Giter Club home page Giter Club logo

Comments (8)

ri23 avatar ri23 commented on June 8, 2024

Hi @npokorzynski ,

In principle barplots are generated for all input genes. If a barplot for a gene is not generated, it is either because there are no GO annotations for that gene or it could not be included in the GeneWalk network for analysis. In the former case the gene is still listed in genewalk_results.csv, but with 0 GO annotations. The latter can happen when there is no uniprot ID for example: all those drop out genes with the reasons for drop out are listed in genewalk_all.log.

Cheers,
Robert

from genewalk.

npokorzynski avatar npokorzynski commented on June 8, 2024

@ri23 Thank you for that reply.

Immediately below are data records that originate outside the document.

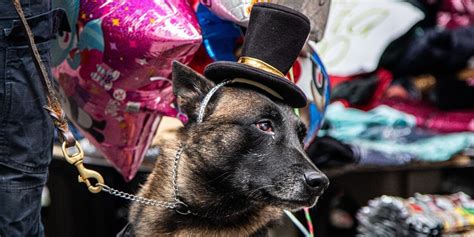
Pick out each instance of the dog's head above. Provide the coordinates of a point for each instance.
(248, 148)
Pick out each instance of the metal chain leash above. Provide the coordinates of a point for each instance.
(178, 205)
(135, 198)
(76, 157)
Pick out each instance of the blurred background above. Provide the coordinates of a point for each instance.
(390, 118)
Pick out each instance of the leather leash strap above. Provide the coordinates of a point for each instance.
(57, 114)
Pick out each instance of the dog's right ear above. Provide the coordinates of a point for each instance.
(190, 88)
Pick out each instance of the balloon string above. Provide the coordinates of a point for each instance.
(309, 221)
(297, 223)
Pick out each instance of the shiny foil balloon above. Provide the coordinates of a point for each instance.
(314, 81)
(238, 11)
(112, 69)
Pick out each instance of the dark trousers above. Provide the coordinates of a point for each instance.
(26, 131)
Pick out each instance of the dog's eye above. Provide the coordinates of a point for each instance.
(265, 126)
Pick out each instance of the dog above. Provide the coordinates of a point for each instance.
(239, 168)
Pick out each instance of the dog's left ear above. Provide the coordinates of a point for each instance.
(190, 88)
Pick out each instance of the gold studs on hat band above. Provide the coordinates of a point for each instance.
(257, 63)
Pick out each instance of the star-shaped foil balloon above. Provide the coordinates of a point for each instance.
(113, 68)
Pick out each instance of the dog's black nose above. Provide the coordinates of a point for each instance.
(316, 180)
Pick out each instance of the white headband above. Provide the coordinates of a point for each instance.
(207, 98)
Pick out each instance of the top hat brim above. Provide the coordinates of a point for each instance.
(290, 92)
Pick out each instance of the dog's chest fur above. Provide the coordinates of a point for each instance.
(155, 221)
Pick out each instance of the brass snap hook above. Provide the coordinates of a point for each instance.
(85, 174)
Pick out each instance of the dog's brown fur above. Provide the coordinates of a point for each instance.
(207, 145)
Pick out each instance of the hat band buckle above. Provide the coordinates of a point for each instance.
(257, 63)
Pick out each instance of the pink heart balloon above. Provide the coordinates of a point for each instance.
(113, 69)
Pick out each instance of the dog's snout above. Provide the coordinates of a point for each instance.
(316, 180)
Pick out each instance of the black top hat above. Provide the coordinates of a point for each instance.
(274, 39)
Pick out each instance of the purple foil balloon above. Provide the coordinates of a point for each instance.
(113, 69)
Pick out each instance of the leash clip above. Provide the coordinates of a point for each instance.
(77, 159)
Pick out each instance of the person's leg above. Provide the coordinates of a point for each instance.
(26, 131)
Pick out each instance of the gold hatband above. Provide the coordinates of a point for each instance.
(257, 63)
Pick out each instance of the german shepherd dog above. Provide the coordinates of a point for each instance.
(239, 169)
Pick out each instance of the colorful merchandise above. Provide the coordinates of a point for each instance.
(314, 82)
(421, 215)
(219, 36)
(456, 13)
(358, 32)
(427, 116)
(112, 69)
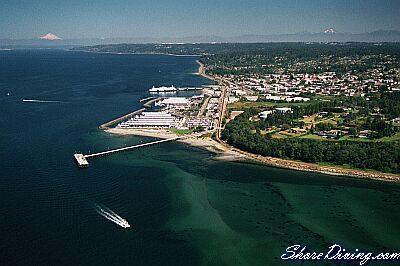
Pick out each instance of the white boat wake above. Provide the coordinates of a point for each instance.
(39, 101)
(112, 216)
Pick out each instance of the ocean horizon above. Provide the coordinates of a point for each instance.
(184, 206)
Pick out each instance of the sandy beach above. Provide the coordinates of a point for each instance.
(223, 151)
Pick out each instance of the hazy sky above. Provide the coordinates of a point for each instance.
(173, 18)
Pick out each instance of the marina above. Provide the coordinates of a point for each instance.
(81, 159)
(164, 89)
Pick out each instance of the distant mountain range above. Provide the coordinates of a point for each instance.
(329, 35)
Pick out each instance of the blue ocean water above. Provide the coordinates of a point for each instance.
(185, 207)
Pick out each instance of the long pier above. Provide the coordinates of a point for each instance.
(82, 159)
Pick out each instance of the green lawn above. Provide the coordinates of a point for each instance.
(395, 137)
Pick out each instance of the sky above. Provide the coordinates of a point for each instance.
(26, 19)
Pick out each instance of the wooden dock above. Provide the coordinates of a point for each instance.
(82, 159)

Perhaps I'm misunderstanding then: When I run genewalk, the genewalk_results.csv contains far more genes with associated GO terms (many of which are significant below FDR p 0.01) than bar plots produced. I also am observing that between conditions a variable number of bar plots are generated, so that gave me the impression that there was some criteria selecting which genes barplots would be produced for under a given condition. Perhaps you can clarify what is causing this?

from genewalk.

ri23 avatar ri23 commented on June 8, 2024

This is unexpected, at the moment I am not sure what is happening.

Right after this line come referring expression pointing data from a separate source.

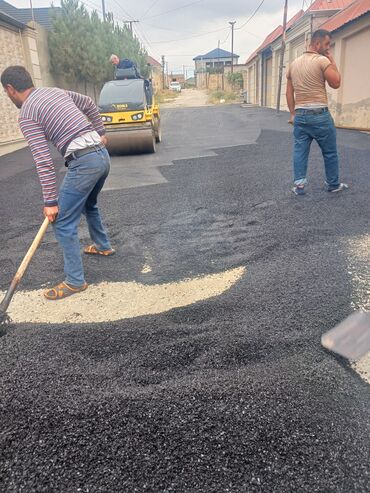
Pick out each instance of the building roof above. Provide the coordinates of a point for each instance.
(41, 15)
(275, 34)
(216, 53)
(8, 19)
(355, 10)
(329, 5)
(316, 6)
(152, 61)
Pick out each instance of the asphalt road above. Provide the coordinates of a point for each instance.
(232, 394)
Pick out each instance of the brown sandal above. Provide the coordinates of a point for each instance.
(63, 290)
(92, 250)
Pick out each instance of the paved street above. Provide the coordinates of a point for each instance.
(204, 372)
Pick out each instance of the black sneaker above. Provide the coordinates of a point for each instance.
(299, 190)
(340, 188)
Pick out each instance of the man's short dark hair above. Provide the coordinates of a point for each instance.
(319, 35)
(18, 77)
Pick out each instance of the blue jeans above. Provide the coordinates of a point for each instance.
(319, 127)
(78, 195)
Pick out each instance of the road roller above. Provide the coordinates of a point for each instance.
(130, 115)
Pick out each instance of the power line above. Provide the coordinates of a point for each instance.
(149, 9)
(175, 9)
(251, 17)
(190, 37)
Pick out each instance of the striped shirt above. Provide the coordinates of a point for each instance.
(51, 114)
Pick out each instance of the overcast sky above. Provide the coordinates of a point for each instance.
(183, 29)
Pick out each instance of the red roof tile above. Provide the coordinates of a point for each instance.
(354, 11)
(276, 33)
(153, 61)
(329, 5)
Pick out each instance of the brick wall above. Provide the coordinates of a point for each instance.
(11, 53)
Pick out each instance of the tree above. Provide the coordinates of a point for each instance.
(80, 44)
(236, 80)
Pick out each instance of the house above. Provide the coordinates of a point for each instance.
(349, 23)
(18, 46)
(350, 29)
(209, 68)
(40, 15)
(156, 73)
(214, 61)
(263, 64)
(173, 77)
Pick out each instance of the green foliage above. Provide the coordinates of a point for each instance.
(215, 97)
(235, 79)
(80, 45)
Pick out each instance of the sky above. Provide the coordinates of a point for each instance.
(183, 29)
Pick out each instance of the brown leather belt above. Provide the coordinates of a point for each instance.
(82, 152)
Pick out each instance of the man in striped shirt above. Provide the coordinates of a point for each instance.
(72, 123)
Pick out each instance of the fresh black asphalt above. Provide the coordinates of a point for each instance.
(234, 394)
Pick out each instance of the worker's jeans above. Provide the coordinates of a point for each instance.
(319, 127)
(78, 195)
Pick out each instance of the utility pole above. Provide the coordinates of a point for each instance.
(163, 69)
(232, 24)
(130, 24)
(32, 12)
(218, 67)
(282, 53)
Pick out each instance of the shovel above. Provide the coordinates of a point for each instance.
(4, 318)
(351, 338)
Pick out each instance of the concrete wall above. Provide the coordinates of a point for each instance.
(27, 47)
(12, 52)
(350, 105)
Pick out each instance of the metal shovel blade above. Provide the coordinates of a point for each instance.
(351, 338)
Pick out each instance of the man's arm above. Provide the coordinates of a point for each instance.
(290, 97)
(35, 136)
(331, 73)
(88, 108)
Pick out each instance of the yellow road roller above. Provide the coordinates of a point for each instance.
(131, 116)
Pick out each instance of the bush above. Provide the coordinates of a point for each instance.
(80, 44)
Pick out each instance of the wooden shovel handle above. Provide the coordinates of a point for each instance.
(31, 251)
(23, 267)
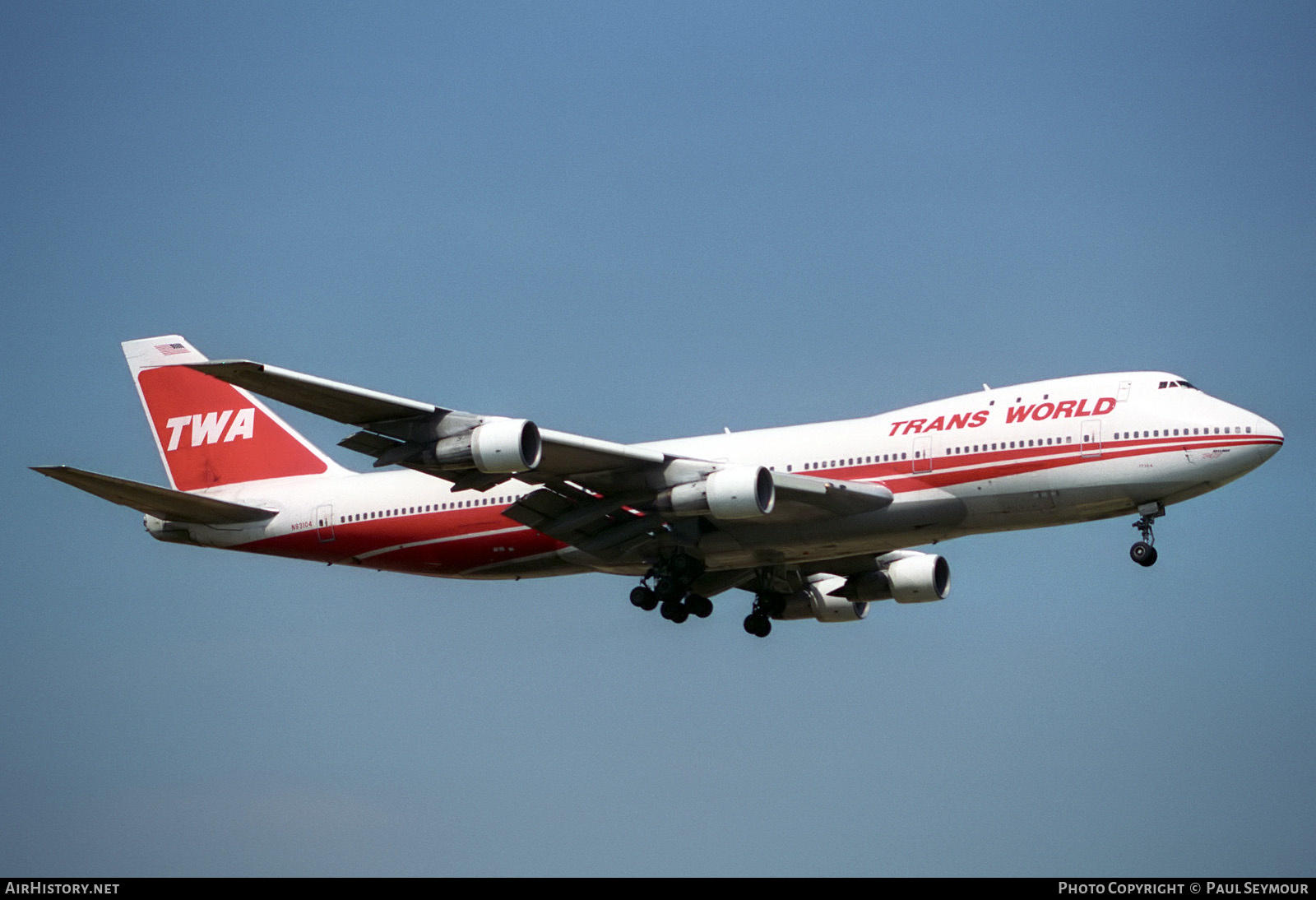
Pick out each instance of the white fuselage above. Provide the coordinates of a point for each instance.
(1030, 456)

Can you clarify: do you mean some barplots are not generated in the figures/barplot folder as a .png file, and/or they are not visible in the index.html file?

Can you check what the confidence interval cilow_global_padj values are for genes that are present in genewalk_results.csv but without plot?

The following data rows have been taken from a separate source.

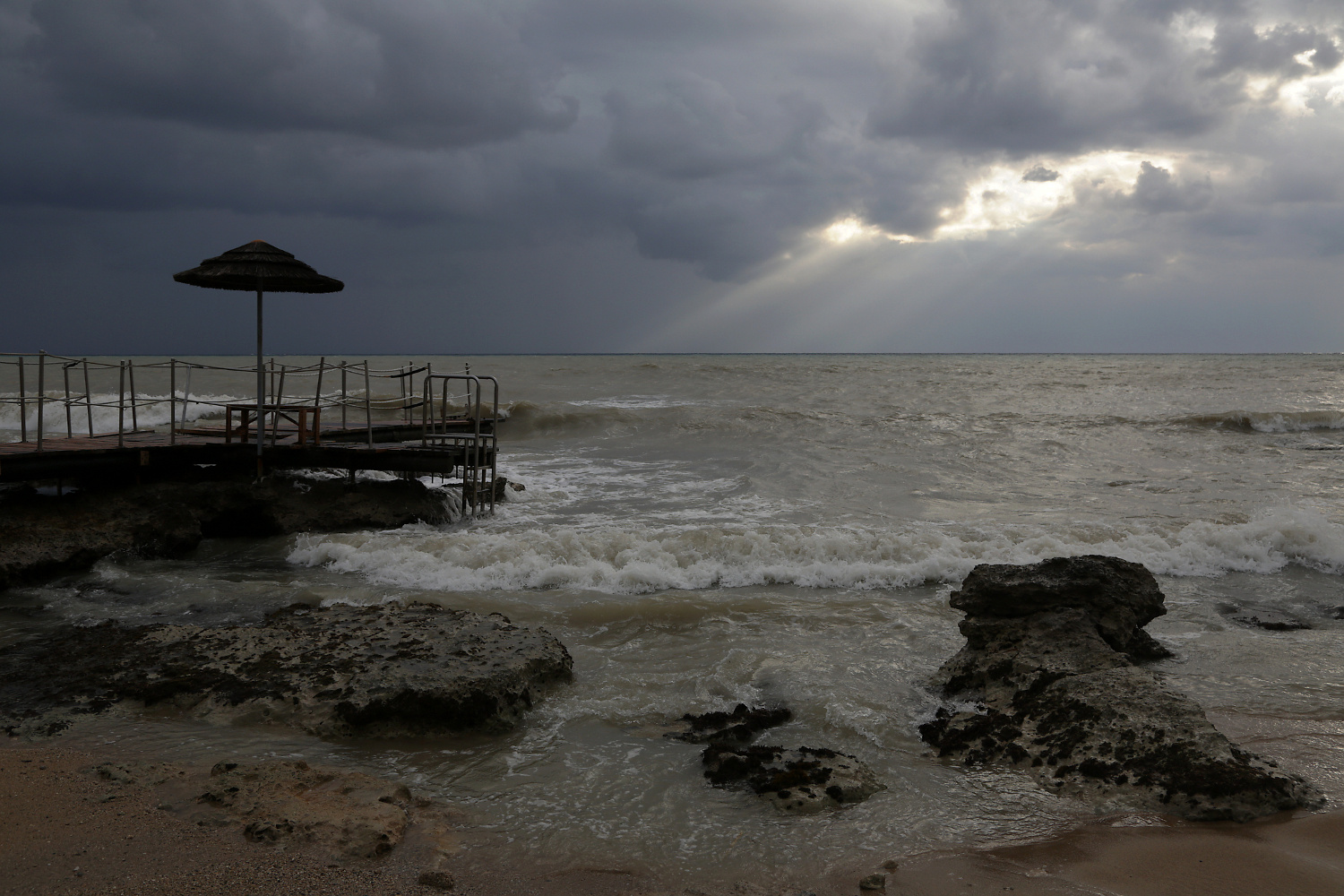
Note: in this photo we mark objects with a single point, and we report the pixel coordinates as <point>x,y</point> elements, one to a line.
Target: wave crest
<point>642,559</point>
<point>1266,421</point>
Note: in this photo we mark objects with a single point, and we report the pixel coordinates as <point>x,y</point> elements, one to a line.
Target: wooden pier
<point>435,430</point>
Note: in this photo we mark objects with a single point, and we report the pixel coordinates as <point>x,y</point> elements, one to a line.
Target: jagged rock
<point>1118,597</point>
<point>287,804</point>
<point>383,670</point>
<point>435,880</point>
<point>42,536</point>
<point>1050,672</point>
<point>739,726</point>
<point>1265,618</point>
<point>796,780</point>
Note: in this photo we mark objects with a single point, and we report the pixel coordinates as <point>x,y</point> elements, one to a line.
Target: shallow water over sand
<point>709,530</point>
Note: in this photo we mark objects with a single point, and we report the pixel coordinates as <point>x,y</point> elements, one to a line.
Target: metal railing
<point>88,394</point>
<point>478,446</point>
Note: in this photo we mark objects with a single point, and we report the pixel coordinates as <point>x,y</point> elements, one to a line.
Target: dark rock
<point>797,780</point>
<point>739,726</point>
<point>45,536</point>
<point>1118,597</point>
<point>1053,691</point>
<point>437,880</point>
<point>1266,618</point>
<point>382,670</point>
<point>346,814</point>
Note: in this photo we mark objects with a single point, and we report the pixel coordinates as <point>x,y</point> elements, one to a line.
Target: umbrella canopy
<point>258,266</point>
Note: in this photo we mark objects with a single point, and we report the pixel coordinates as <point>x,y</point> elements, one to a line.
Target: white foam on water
<point>151,410</point>
<point>640,557</point>
<point>1268,421</point>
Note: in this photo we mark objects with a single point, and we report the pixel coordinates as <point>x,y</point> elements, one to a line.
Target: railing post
<point>88,398</point>
<point>65,374</point>
<point>23,405</point>
<point>322,368</point>
<point>42,386</point>
<point>185,397</point>
<point>280,403</point>
<point>121,403</point>
<point>172,401</point>
<point>368,406</point>
<point>131,376</point>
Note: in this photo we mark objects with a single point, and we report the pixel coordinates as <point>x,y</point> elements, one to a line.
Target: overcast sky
<point>677,175</point>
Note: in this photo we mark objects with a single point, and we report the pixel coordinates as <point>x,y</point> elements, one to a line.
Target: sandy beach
<point>61,834</point>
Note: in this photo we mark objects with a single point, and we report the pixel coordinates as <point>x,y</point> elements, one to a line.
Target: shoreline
<point>59,833</point>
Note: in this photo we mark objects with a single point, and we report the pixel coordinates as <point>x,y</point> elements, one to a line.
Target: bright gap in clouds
<point>1007,198</point>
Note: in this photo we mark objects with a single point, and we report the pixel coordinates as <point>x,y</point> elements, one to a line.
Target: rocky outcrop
<point>795,780</point>
<point>42,536</point>
<point>739,726</point>
<point>1050,676</point>
<point>1266,618</point>
<point>383,670</point>
<point>340,814</point>
<point>343,813</point>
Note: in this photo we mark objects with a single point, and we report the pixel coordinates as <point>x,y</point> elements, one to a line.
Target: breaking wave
<point>633,559</point>
<point>152,410</point>
<point>1266,421</point>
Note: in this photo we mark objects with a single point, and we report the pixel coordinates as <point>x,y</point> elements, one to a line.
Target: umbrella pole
<point>261,389</point>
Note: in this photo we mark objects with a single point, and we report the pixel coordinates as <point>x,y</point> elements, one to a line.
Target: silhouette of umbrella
<point>261,268</point>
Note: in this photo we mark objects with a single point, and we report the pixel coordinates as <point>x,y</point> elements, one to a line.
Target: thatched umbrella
<point>265,269</point>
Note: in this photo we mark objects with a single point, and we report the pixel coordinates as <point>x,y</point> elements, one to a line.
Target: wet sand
<point>59,836</point>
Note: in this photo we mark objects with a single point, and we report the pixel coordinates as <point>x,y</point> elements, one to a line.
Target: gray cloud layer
<point>639,166</point>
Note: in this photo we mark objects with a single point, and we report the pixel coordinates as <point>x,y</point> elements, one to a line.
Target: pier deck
<point>435,429</point>
<point>82,457</point>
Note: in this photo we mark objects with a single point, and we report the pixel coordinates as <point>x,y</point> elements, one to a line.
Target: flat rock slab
<point>43,536</point>
<point>795,780</point>
<point>344,813</point>
<point>739,726</point>
<point>1266,618</point>
<point>1048,681</point>
<point>384,670</point>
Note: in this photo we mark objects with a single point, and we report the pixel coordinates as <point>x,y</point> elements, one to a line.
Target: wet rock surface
<point>43,536</point>
<point>343,813</point>
<point>739,726</point>
<point>1050,677</point>
<point>796,780</point>
<point>1265,618</point>
<point>384,670</point>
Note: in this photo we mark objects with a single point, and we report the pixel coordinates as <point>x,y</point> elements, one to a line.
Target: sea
<point>785,530</point>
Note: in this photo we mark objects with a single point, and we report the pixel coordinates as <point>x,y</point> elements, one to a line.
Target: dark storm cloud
<point>714,139</point>
<point>417,72</point>
<point>1058,75</point>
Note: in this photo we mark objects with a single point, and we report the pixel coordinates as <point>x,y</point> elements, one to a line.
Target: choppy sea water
<point>709,530</point>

Moving forward, would you be able to share your genewalk_results.csv and genewalk_all.log files and mention a few genes that did not have a bar plot generated? My email is [email protected] if you don't want your files here on github in the public domain. Alternatively a screen shot of the above could also help to figure this out.

Cheers,
Robert

from genewalk.

npokorzynski avatar npokorzynski commented on June 8, 2024

@ri23 With some troubleshooting I may have revealed at least one part of the problem, though I'm not sure why this would cause issues:

It turns out that if I run the analysis with Ensembl IDs instead of HGNC symbols, I produce the expected index file and barplots folder containing all barplots. In the above, I was getting the results csv file with all the relevant genes, but only a portion of the barplots and no index.html file.

Here are the log and results files for the analysis I ran using hgnc_symbol as the ID:

genewalk_all.log

genewalk_results.csv.zip

This has led me to a related but distinct question - in the analysis run with ensembl_id (from the same starting gene list just with the IDs changed, which contains 1500 genes) I receive an output of 975 genes with associated GO terms (which seems high to me, e.g. 65% of my input is returned as functionally relevant?), with very few even reaching FDR p < 0.1. In fact, 0.0946 is the lowest p-value I get from any of the results. If needed, I can start a new issue for this, but I've attached the log and results files for this analysis as well.

genewalk_all.log

genewalk_results.csv.zip

from genewalk.

ri23 avatar ri23 commented on June 8, 2024

Hi @npokorzynski ,

From the log file with hgnc symbols as input, I suspect GeneWalk got killed after 3h. Could it be that you ran a job on a cluster or something with this time limit (from 14:52 to 17:52)? For the ensembl input, you ran it with parallelization (great!) so GeneWalk ran faster (~1h15min) and finished as expected. According to the log file:
genewalk.nx_mg_assembler - Number of PC originating nodes 1027
vs
genewalk.nx_mg_assembler - Number of PC originating nodes 1029
So the number of gene nodes in the network is almost identical (1027 vs 1029 gene nodes): almost all hgnc_symbols are recognized the same as the ensembl IDs. The rest of the 1500 input genes are filtered out because they are pseudogenes/ as and lncRNAs etc without Uniprot IDs as listed also in the log file.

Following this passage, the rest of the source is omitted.